Mister Scratch wrote:Ultimately, it makes me wonder what the fundamental purpose of apologetics actually is: Is it meant to help wavering members? Or is it more about attacking and lashing out at critics?
Sometimes apologetics is like the Ark, other times it's like the Titanic.
Prior to 1990 and the subsequent rise of FARMS/FAIR/SHIELDS lots of anti-Mormon writing dominated the market. As Mike Ash observed:
Reed Durham, former director of the LDS Institute of Religion at the University of Utah, gave a speech in 1972 wherein he acknowledged that along with the threat of harm that the Tanners pose to the Church, they have done more to put together sources for research than anyone else outside of the Church. "They've become very important in understanding our Church history." Durham went on to explain that he purchased the reproductions from the Tanners because he wanted the "primary sources" that were part of his "heritage" and the Tanners were "the only ones producing" them. Quoting Lehi's statement of "opposition in all things," Durham said:
"I can't help but think that when they raise these issues it does something to us to have to defend... When I see something that counters what I've been taught or what I know or what I understand or what I feel, the way to counter research...unpleasant to me is not by sticking my head in the sand like an ostrich, but by more research. I may have to revamp, and knowledge sometimes is a dangerous thing. But I will revamp, and I will understand better my heritage. ...what I'm trying to say is that they have become, in a sense, catalysts to sharpen our own historical understanding. We've had to get on the stick and do some study, and do some homework that sometimes we haven't done."

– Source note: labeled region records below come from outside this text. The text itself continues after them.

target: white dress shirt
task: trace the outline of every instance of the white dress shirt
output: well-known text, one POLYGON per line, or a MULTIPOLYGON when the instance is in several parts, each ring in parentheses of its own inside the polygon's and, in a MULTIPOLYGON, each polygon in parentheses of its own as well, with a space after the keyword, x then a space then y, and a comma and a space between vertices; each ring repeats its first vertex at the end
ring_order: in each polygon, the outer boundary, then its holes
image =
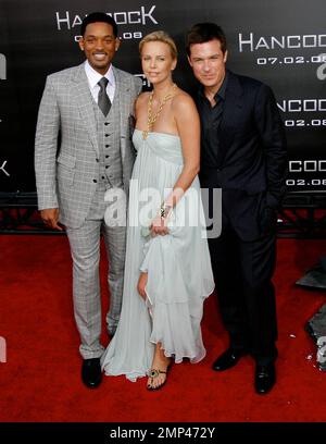
POLYGON ((85 72, 88 78, 88 85, 89 85, 90 92, 97 103, 98 103, 98 98, 99 98, 99 92, 100 92, 100 86, 98 85, 98 82, 102 77, 108 78, 109 83, 106 86, 106 92, 112 103, 113 98, 114 98, 114 92, 115 92, 115 78, 113 75, 112 65, 110 65, 109 70, 106 71, 104 75, 101 75, 93 67, 91 67, 90 64, 88 63, 88 60, 86 60, 85 72))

That should be the real purpose of apologetics, and the critic has an important role to play:
Nearly all LDS apologists with whom I have conversed on the topic of my paper tell me the same thing: The accusations of critics have often prompted them to greater research, which resulted in a clearer understanding of the issues. Scott Faulring has estimated--in response to my queries--that about 25 to 30 percent of his research has been "motivated by the inaccurate or warped interpretation/presentation by our religious opponents." And, he notes, "it is a sad fact that sometimes our critics do 'get it right' but we ignore their findings because of who they are (Marquardt, Vogel, Tanner, etc.)."146
Stephen Ricks replied to my query: "I can say that my insights have been sharpened by responding to implicitly or explicitly anti-Mormon statements."147 And as Kevin Barney expressed to me:
I think we need a certain level of outside criticism. We're not very tolerant of "in-house" criticism, but we need some sort of criticism to cause us to rethink and reevaluate what we do, our literature, our doctrine, and so forth. Without such critiques, we could get mired in iconoclastic, provincial thought and practices. The best disinfectant is sunshine, as they say. If it were just Mormons in Utah, if the railroad never came, and we were left totally to our own devices, you and I would have multiple wives, we would believe Adam is our God, and blacks would not hold the priesthood.
Not all criticism is effective, and not all apologetics is effective. When it becomes ad hominem neither is effective.